Operator $T$ with $T^2=T$ which is not a projection

Question

Can someone help me with this exercise? I know that if $T$ is a bounded self-adjoin operator with $T^2=T$ then it is a projection. I need an example of an operator with $T^2=T$ which is not a projection (not self-adjoint, of course)

Answer 1

I suppose that your projections are orthogonal projections. You can take, for instance,$$\begin{array}{rccc}T\colon&\mathbb{R}^2&\longrightarrow&\mathbb{R}^2\\&(x,y)&\mapsto&(x+y,0).\end{array}$$It is a projection from $\mathbb{R}^2$ onto $\{(x,0)\,|\,x\in\mathbb{R}\}$. But it is not orthogonal with respect to the usual inner product.

Answer 2

This example may fit the case.
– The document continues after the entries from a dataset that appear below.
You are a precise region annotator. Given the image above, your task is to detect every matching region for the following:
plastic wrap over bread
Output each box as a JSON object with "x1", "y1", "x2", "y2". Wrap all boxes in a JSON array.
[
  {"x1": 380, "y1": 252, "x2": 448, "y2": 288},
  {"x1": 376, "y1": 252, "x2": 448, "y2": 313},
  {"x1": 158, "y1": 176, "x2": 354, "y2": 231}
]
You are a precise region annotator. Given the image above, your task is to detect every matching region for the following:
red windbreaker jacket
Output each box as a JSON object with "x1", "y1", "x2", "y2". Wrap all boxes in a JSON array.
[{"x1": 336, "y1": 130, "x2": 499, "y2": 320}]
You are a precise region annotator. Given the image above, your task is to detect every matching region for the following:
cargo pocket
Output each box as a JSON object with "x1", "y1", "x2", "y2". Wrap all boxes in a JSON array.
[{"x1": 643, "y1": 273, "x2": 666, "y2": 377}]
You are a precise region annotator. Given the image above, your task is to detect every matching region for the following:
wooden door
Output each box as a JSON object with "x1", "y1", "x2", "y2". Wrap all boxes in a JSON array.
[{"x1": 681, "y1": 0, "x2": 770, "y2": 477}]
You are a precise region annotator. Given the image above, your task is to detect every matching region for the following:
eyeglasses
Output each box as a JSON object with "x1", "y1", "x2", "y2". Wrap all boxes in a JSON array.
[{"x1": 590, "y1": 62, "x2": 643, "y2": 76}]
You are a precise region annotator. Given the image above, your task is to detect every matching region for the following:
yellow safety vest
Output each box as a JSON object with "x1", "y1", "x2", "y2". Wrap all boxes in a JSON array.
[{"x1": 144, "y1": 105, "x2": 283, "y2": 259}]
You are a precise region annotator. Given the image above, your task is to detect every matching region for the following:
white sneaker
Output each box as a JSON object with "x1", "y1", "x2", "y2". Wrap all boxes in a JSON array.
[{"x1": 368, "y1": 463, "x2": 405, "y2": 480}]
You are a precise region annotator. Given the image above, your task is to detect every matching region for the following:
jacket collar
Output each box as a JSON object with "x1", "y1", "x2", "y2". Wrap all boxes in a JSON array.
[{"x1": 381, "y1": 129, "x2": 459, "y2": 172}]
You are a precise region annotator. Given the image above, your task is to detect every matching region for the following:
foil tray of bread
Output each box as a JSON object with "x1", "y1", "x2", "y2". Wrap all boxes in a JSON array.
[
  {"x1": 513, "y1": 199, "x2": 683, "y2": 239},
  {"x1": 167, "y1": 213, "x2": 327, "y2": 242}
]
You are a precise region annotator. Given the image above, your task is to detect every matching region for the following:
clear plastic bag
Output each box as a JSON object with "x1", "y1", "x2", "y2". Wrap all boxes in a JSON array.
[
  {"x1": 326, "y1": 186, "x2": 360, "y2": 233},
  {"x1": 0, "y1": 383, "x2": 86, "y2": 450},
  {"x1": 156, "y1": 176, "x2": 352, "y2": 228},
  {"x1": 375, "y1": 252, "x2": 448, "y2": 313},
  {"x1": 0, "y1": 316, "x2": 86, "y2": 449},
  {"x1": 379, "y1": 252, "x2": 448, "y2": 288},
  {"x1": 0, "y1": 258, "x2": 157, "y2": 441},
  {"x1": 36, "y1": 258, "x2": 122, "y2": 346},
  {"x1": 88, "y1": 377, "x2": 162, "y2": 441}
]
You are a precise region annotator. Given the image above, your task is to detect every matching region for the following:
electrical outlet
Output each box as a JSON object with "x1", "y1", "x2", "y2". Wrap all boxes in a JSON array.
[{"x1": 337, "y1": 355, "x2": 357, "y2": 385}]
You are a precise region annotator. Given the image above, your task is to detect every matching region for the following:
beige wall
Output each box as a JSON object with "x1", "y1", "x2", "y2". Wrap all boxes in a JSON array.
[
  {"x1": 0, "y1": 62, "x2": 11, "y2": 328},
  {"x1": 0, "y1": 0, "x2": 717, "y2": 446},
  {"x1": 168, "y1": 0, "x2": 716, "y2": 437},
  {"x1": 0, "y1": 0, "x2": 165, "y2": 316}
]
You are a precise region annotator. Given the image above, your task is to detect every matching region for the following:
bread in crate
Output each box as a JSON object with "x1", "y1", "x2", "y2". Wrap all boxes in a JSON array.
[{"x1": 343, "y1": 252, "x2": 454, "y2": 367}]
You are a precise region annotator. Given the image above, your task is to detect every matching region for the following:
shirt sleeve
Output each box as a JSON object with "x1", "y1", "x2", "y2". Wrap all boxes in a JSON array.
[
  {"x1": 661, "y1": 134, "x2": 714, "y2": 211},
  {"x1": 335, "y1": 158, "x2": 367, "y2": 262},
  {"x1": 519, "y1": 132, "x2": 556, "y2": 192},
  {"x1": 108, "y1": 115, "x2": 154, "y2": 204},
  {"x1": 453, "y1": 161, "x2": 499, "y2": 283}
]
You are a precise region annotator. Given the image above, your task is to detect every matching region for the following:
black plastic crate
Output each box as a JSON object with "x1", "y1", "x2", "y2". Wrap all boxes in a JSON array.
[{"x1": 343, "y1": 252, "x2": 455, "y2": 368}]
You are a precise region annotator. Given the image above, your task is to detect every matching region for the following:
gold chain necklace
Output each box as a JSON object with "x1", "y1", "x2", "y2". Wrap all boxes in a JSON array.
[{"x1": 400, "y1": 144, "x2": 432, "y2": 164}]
Let P be an operator in $\mathcal{B}(\mathcal{H})$ written in the form \begin{pmatrix} I&X\\ 0&0\\ \end{pmatrix} where $I$ is the orthogonal projection onto $\mbox{ran}\, P$, the range of $P$, and $X$ can be any bounded linear operator from $(\mbox{ran}\, P)^{\perp}$ into $\mbox{ran}\, P$.

In general, given an orthogonal projection $E$, and an invertible operator $X$, not unitary, in $\mathcal{B}(\mathcal{H})$, then $XEX^{-1}$ is what you want.